Are Inheritance Tax Rules Different If You're Married?

05 March 2018

When it comes to Inheritance Tax, every individual is entitled to an allowance which can be used on their Estate. This means that they can transfer assets up to a certain value without triggering Inheritance Tax. This is called the 'nil-rate band' which is currently set at £325,000 for individuals. For married couples or those in a civil partnership, there are additional Inheritance Tax advantages which they can benefit from.

Spouse Exemption

Subject to a limit of £1m, transfers and Estates passed on to a surviving spouse or civil partner are fully exempt from Inheritance Tax. Therefore, if someone died and left their whole Estate to their spouse, their Estate would not be subject to Inheritance Tax.

It is worth mentioning that before 1972, spouse exemption did not exist. Between 1972 and 1974, this was limited to £15,000 for assets passing between spouses.

Transferable Nil Rate Band

One of the advantages for married couples is that, since 2007, it has been possible for individuals to use their pre-deceased spouse's nil-rate band as long as it has not already been used on their Estate. Any proportion of allowance that was not used on the first death can be used on the second death. This would result in a maximum double tax-free allowance of £650,000.
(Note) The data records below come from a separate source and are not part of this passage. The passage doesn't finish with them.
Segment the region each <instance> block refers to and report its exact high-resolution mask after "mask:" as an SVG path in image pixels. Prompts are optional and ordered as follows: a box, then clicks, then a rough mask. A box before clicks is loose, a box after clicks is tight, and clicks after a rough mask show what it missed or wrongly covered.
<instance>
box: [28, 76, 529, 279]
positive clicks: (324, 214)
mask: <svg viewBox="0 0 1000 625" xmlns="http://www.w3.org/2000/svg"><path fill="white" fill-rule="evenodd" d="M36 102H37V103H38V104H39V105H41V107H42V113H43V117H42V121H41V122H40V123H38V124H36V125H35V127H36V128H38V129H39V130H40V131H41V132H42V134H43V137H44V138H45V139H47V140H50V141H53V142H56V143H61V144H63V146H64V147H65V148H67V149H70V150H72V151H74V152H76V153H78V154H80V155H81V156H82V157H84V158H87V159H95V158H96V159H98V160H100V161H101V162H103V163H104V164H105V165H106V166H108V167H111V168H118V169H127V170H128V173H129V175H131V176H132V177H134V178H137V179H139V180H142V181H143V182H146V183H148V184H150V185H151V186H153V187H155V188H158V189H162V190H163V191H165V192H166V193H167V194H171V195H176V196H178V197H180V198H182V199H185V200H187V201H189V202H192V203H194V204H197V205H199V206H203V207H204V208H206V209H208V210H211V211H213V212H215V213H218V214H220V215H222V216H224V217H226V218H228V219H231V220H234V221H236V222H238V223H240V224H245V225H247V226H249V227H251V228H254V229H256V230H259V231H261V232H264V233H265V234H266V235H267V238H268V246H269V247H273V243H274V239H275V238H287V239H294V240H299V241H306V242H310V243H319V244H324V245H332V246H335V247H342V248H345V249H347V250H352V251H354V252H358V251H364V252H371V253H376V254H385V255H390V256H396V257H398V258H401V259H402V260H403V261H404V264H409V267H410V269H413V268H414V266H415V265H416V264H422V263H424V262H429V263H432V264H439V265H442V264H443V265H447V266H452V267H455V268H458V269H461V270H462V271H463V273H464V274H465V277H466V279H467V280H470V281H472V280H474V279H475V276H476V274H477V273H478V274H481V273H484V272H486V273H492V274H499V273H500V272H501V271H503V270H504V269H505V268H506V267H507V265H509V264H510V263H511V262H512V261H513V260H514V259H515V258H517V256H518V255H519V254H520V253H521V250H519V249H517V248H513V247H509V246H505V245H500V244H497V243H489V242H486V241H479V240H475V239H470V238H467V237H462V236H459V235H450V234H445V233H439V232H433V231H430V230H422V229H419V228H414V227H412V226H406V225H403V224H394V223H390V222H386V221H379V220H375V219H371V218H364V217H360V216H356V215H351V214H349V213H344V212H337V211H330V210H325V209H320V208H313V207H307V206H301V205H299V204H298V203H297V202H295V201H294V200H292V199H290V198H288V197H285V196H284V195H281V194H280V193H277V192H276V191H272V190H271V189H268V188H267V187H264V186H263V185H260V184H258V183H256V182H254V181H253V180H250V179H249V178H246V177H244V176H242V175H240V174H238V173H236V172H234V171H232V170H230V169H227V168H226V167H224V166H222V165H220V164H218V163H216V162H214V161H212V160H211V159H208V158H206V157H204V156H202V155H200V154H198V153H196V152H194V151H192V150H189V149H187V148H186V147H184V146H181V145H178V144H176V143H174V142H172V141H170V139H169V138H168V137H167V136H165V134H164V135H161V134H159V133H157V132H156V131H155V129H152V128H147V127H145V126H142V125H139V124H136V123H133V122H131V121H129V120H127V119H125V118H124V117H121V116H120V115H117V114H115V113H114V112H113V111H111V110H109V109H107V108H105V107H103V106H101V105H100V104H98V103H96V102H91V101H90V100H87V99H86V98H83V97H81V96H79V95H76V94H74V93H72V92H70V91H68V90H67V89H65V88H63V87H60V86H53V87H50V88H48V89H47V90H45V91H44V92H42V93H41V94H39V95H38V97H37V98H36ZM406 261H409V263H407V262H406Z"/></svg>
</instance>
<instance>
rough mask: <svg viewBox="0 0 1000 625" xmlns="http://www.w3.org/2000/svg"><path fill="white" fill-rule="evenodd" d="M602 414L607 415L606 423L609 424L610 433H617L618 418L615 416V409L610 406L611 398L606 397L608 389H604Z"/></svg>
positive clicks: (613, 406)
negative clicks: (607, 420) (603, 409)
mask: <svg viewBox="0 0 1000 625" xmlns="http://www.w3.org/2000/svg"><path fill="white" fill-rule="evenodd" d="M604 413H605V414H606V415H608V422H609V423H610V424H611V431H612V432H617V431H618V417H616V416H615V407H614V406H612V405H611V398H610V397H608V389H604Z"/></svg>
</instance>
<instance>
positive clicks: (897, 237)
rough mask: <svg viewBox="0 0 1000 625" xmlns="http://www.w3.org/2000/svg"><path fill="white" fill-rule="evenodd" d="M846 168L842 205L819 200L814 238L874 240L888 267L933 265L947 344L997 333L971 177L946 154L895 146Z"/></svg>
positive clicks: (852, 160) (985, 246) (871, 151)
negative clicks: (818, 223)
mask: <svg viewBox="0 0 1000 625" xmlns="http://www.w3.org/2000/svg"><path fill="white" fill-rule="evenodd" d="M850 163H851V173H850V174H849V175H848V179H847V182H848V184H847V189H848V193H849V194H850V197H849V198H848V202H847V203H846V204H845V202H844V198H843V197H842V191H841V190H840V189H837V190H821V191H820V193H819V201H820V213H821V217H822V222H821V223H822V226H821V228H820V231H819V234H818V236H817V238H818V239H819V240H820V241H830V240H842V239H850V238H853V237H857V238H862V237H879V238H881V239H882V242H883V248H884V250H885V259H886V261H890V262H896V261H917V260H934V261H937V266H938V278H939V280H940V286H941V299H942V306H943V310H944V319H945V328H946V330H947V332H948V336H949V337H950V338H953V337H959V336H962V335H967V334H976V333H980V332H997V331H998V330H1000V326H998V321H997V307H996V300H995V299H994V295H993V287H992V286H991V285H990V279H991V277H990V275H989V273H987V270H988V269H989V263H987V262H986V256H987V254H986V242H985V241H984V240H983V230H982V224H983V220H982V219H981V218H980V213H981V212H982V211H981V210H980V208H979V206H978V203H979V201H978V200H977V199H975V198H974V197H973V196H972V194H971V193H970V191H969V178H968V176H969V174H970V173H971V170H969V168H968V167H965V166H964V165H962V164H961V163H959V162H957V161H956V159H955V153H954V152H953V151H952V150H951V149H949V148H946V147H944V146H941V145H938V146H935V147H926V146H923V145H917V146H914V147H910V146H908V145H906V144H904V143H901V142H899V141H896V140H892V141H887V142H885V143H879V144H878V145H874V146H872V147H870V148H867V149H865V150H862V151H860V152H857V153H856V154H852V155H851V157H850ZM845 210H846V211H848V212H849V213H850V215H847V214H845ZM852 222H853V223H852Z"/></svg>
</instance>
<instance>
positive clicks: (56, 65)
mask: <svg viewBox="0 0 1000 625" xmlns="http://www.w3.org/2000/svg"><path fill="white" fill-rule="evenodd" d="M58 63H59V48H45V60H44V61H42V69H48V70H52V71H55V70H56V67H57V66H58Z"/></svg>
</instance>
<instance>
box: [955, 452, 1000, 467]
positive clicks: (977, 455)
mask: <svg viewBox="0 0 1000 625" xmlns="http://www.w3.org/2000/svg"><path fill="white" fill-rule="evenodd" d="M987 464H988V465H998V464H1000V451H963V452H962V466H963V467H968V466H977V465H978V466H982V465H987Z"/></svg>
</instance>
For instance, Mary and Bob are married. Mary dies, leaving everything she owns to Bob. Because of spouse exemption, no Inheritance Tax is payable and none of Mary’s nil-rate band needs to be used.

When Bob dies, his Estate is worth £500,000. Bob’s individual nil-rate band is £325,000, meaning anything over this would be liable for Inheritance Tax. However, as Mary’s nil-rate band of £325,000 was not used, this is transferred to Bob’s Estate, increasing his nil-rate band to £650,000. Because of this, Bob’s Estate is not liable for Inheritance Tax.

Claiming the transferable nil rate band can be done by filing the HMRC IHT 217 form.

Care should be taken with regards to any lifetime gifts that were made in the seven years prior to the date of death. These potentially exempt transfers becoming taxable if made within seven years of death and they reduce the nil-rate band allowance.

For example, if the first spouse to die left their Estate to their spouse, however, made gifts worth £125,000 two years before death, only £200,000 of their nil-rate band is then available to be used on the second death Estate. It is worth mentioning that each person is entitled to give gifts of up to £3,000 per year without these being taxable. A maximum of two annual exemptions can be used towards the same transfer (meaning it is possible to make a gift of up to £6,000).

Residence Nil-Rate Band

This allowance is added on top of the already existent nil rate band, however, there are certain criteria which must be met in order to claim this.

As its name suggests, the residence nil-rate band is a specific exemption for the deceased's home. This can be applied if the property was their residence at the date of death and is being transferred to children or other 'direct descendants'. Only one home will qualify for the allowance and, therefore, if the deceased owned more than one property, the residence nil-rate band can only be used on one of the properties.

This new allowance came into effect in April 2017 and increased the tax-free amount that can be passed on by an individual by £100,000. This will further increase to £175,000 by 2020/21.